Plans are important, and communicating with family members is essential. Brainstorm about the different natural disasters that may occur in your area (tornado, wildfire, flood, etc.) and strategize safety procedures for each.
A cell phone and charger are super important. You may even want to pack an extra charger in your evacuation kit in case you need to leave in a hurry. A solar charger can be really handy.
This self-powered portable weather radio can keep you informed of what’s going on with the emergency.
#8: Activities to Combat Boredom
If an emergency cuts us off from our normal entertainment on tv, computers, and cell phones, it’s important to have some low-tech backups. Boredom can make us all grouchy, especially for kids whose physical movement may be restricted.
Books, board games, and coloring books (even for adults!) can do wonders.
- Stock up on some of the homesteading and gardening books you’ve always wanted to read, but haven’t had the time for.
- Age appropriate board games like Sequence (ages 7 and up), Skipbo Junior (ages 5 and up), and Ticket to Ride (ages 8 and up) are some of my family favorites.
- Coloring books for adults are all the rage these days. Don’t forget the colored pencils or crayons!
- Sanitation is essential. Does the indoor plumbing work? If not, an emergency humanure toilet may be just the thing you need. You’ll probably not want to wait until an emergency to build it! Don’t forget extra toilet paper!
- Ziplock bags and sanitation wipes can be useful for all kinds of reasons.
This is just the tip of the iceberg – there are so many other useful things we can do to be prepared for emergencies. The more redundancy we have in meeting our basic needs, the more prepared we are, the less fear we have.
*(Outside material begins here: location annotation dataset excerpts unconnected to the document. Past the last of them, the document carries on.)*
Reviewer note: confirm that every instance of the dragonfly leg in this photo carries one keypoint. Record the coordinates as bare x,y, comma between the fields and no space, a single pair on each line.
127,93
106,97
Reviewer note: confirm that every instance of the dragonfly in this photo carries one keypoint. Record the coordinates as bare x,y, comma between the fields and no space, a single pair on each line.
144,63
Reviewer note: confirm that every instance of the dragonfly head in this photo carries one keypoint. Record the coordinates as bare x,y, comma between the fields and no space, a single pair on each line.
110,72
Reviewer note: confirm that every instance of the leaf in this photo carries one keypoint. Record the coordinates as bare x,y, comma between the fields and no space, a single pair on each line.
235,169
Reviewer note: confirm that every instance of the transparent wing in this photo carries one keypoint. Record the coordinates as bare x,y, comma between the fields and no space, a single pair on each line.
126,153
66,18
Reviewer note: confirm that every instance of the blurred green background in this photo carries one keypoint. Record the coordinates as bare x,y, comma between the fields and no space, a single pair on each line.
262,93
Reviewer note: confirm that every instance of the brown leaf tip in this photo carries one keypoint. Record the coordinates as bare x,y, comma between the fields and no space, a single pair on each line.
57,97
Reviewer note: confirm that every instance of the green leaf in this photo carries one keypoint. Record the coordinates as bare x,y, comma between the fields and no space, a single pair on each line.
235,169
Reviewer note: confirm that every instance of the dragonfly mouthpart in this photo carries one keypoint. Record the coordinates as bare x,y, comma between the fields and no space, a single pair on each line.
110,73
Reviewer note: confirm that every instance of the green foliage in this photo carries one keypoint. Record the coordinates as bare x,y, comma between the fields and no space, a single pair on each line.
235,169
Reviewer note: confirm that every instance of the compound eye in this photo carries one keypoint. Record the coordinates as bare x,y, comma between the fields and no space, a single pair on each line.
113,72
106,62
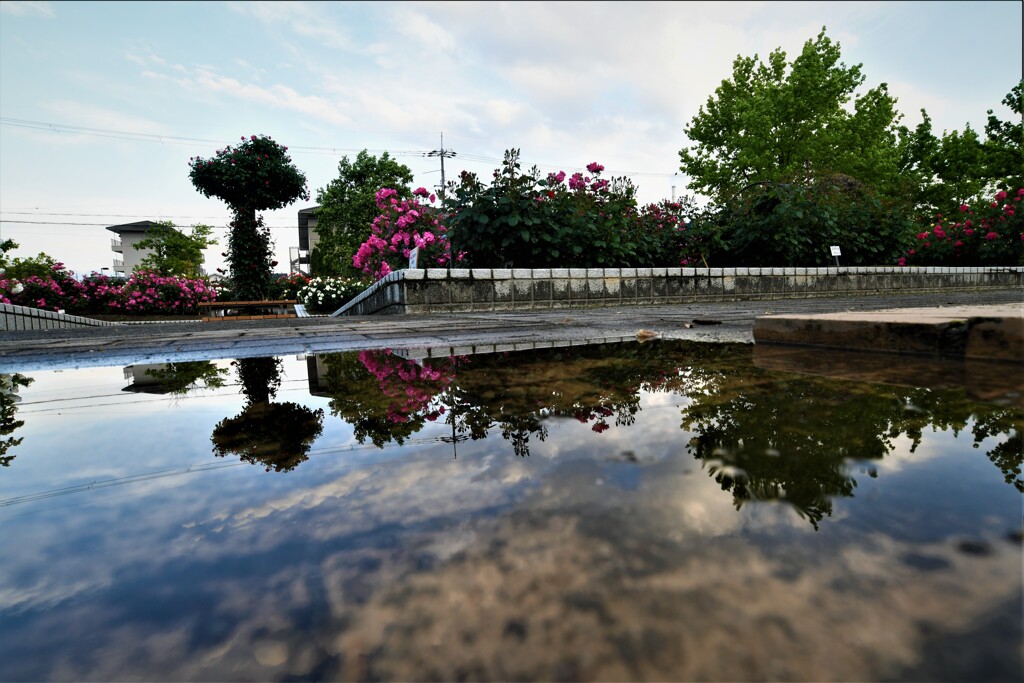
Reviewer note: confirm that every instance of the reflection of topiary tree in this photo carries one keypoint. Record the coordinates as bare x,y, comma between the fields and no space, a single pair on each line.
275,435
256,175
9,384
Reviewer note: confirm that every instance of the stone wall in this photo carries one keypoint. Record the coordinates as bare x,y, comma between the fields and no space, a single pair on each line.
463,290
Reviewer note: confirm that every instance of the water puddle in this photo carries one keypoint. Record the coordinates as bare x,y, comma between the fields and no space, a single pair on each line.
667,510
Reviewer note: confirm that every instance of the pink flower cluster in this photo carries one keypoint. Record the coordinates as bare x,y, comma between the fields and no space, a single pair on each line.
412,388
987,235
143,293
402,225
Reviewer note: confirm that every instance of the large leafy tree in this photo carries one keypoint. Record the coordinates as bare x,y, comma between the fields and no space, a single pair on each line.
256,175
173,252
779,121
1005,144
347,209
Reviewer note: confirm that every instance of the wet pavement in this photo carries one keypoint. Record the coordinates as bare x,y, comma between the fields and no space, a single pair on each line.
441,334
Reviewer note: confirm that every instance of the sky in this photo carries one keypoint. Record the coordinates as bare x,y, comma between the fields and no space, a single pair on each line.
102,103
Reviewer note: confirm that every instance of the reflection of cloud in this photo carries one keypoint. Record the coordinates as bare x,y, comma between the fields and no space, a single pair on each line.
411,565
27,7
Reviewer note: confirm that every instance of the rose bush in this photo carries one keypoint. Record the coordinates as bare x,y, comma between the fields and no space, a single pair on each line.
330,294
401,226
144,293
989,232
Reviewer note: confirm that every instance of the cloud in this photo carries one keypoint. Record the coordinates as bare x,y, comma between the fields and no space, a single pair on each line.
27,8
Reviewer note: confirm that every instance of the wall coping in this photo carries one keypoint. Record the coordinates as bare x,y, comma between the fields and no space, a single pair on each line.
394,292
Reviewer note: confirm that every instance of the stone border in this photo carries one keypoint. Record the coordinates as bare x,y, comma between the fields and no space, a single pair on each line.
470,290
24,317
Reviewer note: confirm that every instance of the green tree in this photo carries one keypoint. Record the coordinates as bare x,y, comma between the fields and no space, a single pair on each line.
941,172
257,175
42,265
173,252
347,209
1004,152
779,120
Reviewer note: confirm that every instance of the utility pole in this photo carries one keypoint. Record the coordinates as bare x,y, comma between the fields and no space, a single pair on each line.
442,153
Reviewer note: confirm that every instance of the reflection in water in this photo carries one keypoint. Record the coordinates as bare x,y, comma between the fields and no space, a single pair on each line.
762,435
275,435
177,378
628,546
9,384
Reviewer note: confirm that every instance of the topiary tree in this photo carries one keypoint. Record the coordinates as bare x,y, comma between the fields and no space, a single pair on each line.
257,175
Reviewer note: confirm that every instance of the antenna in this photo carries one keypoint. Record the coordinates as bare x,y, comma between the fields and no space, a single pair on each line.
442,153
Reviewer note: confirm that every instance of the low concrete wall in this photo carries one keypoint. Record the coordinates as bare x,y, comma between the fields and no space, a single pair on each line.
465,290
24,317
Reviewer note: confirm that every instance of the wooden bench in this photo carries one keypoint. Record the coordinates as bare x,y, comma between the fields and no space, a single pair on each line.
217,311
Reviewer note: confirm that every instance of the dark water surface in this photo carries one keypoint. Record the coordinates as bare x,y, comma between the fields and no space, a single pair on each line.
659,511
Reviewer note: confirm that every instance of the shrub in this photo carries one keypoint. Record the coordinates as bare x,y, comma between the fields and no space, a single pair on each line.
795,223
990,232
330,294
524,220
288,287
401,226
57,290
147,292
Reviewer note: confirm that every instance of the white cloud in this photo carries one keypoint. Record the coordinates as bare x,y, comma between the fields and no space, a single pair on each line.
27,8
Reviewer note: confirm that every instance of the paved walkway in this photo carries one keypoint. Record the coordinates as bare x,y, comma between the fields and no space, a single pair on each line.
441,334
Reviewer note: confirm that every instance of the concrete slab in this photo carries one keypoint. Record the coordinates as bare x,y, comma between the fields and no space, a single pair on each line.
992,332
436,334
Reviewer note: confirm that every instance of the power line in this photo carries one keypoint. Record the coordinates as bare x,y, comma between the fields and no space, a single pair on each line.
83,224
178,139
442,153
182,140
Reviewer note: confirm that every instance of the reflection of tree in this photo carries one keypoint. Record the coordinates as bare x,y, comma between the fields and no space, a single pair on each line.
791,437
9,384
386,397
179,378
275,435
763,435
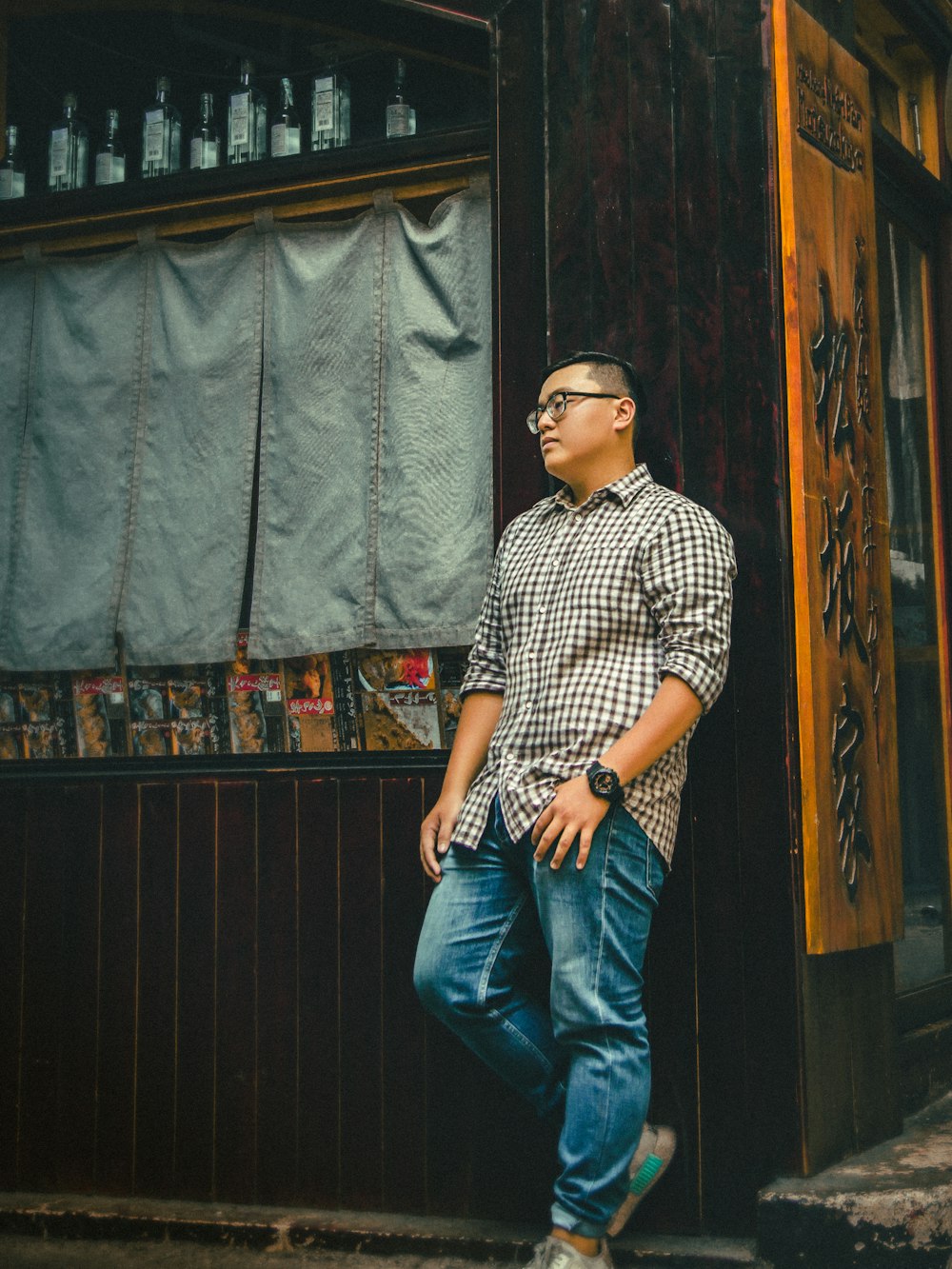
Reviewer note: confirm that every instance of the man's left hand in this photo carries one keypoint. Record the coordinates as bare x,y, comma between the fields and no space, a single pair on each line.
573,814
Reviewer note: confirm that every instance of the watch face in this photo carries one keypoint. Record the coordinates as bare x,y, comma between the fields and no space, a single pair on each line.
604,782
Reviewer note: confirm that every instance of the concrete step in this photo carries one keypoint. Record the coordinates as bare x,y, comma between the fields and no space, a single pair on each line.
293,1230
885,1208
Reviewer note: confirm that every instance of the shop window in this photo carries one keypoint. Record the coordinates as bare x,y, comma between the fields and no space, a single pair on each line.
920,624
902,81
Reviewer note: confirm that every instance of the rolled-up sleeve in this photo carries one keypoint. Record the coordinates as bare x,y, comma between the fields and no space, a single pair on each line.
687,574
486,667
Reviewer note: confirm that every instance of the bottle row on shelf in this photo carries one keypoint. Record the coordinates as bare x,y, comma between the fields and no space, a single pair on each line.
249,132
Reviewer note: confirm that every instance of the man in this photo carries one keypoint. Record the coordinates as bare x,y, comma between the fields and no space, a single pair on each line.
604,637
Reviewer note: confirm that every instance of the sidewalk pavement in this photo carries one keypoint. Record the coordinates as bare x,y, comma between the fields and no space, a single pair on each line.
887,1208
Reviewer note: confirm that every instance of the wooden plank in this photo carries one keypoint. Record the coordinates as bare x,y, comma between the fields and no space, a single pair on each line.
42,998
156,1004
750,723
194,1025
235,1042
845,677
404,1140
13,854
361,1040
117,990
79,812
278,991
318,902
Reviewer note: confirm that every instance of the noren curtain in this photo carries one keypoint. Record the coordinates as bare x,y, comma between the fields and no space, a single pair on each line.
129,433
375,515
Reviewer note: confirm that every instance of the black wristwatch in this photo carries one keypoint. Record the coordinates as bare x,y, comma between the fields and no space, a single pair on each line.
605,782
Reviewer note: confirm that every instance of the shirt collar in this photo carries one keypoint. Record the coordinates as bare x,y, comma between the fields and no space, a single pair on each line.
621,490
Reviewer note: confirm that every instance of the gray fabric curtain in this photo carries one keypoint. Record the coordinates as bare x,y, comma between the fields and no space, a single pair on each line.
132,426
375,515
434,528
194,469
72,500
17,285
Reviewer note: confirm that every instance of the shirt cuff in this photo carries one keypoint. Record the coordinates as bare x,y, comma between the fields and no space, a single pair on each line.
704,678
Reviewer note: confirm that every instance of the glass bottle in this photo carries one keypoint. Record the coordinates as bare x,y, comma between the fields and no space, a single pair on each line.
110,155
248,119
330,110
69,149
286,126
206,145
162,132
402,117
13,179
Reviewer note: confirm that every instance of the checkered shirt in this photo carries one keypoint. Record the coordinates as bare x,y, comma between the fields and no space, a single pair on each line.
586,609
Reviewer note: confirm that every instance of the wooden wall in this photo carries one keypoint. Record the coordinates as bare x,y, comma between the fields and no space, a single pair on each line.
208,994
661,248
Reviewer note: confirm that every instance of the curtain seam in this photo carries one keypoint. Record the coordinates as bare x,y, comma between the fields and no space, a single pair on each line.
19,503
117,603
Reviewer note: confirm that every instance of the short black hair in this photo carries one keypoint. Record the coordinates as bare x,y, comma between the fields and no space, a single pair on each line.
611,372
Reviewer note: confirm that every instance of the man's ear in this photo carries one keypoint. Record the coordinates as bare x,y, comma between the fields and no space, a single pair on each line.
624,414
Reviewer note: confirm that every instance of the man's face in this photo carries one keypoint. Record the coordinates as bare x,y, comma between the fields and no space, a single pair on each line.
581,437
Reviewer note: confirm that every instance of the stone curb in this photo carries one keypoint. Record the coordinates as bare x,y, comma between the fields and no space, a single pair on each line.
281,1229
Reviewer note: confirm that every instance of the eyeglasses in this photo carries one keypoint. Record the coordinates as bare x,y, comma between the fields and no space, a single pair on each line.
556,406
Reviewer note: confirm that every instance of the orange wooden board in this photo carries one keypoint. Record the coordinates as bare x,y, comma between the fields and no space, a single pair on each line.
840,518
It is one example of living a proactive, solutions-based life.
- Check out this DIY Emergency Survival Kit for more great ideas.
- The Red Cross has a helpful power outage checklist for more information.
Are you overwhelmed?
Use this page as a checklist.
There are an overwhelming number of items on this page that we rely on for daily comfort but don’t think about keeping on hand for emergencies. How on earth will you find the time to collect all of these items?
Any preparations are better than none. Use this page as a guide, and consistently add items as you can afford them. Decide on a few things to add to your preps each week or each month, depending on what works for your budget and schedule, but be consistent and persistent.
If it were me, I would start with emergency water, and then make a family plan.
Remember, it’s too late to try to collect all of these items once the emergency is upon you.
Bring on the snowmageddon, we’re about to have an indoor campout!
What did I forget? How do you prepare for short power outages or other emergencies?